Il punto di rottura è quando Zelda scrive le bozze del romanzo Lasciami l'ultimo valzer e le spedisce direttamente all'editor di Scott: una autobiografia esplicita della coppia, con lui nel ruolo del cattivo a cui addossare ogni misfatto. Si indigna: «I miei libri l'hanno trasformata in una leggenda e l'unico scopo di questa specie di ritratto sbiadito è fare di me una nullità». Seguono litigi e meschini «accordi» su eventuali future opere di Zelda, il tutto mentre lui cerca di procurarle editori per i suoi racconti... E poi i ricordi dei loro anni irripetibili, eccessi, feste e viaggi, fra i Murphy (protagonisti di Tenera è la notte), Hemingway, Dorothy Parker, perfino Hitchcock, New York, l'Alabama, la Costa Azzurra, Capri, l'Africa, Cuba...
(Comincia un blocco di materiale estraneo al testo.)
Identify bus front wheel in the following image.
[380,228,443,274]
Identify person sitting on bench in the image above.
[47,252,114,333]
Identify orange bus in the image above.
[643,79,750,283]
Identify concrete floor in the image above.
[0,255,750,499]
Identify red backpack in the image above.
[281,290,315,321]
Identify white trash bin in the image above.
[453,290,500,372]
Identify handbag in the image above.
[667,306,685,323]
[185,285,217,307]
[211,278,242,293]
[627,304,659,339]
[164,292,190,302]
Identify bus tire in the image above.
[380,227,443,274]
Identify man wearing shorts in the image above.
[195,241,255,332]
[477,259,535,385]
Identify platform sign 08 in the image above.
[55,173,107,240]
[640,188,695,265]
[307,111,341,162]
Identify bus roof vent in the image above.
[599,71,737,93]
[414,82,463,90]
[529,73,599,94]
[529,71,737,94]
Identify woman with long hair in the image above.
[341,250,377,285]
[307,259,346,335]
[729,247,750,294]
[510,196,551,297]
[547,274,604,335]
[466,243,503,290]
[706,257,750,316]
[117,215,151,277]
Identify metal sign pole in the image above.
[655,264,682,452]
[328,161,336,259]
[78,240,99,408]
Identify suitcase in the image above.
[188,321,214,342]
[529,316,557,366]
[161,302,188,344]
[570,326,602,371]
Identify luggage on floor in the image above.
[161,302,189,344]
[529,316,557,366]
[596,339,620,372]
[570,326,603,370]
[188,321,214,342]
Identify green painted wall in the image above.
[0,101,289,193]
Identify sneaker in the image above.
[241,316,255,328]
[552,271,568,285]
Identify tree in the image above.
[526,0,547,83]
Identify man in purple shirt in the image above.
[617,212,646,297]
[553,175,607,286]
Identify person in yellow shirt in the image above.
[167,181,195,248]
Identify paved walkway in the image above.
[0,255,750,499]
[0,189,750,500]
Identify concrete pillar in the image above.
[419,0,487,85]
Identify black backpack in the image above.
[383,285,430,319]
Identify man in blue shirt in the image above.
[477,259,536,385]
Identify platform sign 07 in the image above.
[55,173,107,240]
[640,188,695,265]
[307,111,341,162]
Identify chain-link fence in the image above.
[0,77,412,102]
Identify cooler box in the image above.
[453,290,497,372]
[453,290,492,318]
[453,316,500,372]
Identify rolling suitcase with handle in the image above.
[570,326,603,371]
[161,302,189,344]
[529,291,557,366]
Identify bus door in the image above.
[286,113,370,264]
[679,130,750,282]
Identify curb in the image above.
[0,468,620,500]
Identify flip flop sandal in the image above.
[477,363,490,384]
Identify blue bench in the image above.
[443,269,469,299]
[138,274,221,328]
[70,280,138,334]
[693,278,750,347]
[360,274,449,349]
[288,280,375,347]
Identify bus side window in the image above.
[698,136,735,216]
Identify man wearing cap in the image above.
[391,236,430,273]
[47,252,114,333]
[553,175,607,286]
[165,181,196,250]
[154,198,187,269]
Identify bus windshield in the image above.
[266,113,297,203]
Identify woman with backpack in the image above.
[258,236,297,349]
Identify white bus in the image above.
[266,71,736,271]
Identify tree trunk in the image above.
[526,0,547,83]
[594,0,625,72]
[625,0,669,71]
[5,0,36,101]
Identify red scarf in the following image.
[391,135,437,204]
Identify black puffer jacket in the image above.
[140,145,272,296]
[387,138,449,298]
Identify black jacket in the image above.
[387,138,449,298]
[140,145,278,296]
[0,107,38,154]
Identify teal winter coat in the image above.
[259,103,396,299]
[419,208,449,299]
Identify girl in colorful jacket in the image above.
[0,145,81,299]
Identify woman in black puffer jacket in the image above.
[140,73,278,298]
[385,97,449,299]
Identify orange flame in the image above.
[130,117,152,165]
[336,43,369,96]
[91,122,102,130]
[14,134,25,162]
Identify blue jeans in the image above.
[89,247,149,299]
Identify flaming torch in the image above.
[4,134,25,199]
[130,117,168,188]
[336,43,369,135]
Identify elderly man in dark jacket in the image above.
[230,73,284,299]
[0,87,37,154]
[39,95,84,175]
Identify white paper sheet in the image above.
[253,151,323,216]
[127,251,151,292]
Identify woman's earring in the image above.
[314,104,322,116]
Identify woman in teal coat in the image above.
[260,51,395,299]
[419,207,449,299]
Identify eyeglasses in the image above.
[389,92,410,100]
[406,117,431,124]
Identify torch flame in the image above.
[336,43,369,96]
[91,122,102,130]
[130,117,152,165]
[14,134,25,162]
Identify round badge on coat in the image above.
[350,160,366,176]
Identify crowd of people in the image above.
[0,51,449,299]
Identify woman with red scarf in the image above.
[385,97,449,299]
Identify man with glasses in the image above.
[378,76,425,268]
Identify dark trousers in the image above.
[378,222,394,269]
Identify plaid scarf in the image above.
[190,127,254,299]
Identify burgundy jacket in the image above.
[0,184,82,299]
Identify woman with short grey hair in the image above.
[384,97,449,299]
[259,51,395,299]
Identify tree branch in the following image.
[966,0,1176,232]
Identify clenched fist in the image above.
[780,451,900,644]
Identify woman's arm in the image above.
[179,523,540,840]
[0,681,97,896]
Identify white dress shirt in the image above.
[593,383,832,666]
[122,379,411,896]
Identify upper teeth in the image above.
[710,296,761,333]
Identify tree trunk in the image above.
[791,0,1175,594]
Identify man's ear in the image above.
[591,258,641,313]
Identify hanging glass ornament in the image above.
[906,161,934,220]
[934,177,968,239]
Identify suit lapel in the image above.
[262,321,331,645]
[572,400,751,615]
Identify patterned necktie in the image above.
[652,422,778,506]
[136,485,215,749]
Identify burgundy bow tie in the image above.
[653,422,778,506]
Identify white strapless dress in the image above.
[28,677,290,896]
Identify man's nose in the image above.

Zelda che di fronte alla sua indifferenza ha «seguitato e seguitato - ballando da sola», perché «l'amore è crudele ma è la sola cosa che c'è» e «il resto è per i mendicanti d'affetto di questa terra», e loro due invece no, non mendicano, non possono inventarsi niente: perché, come le scrive Scott, «un tempo noi due eravamo una persona sola e sarà sempre un po' così».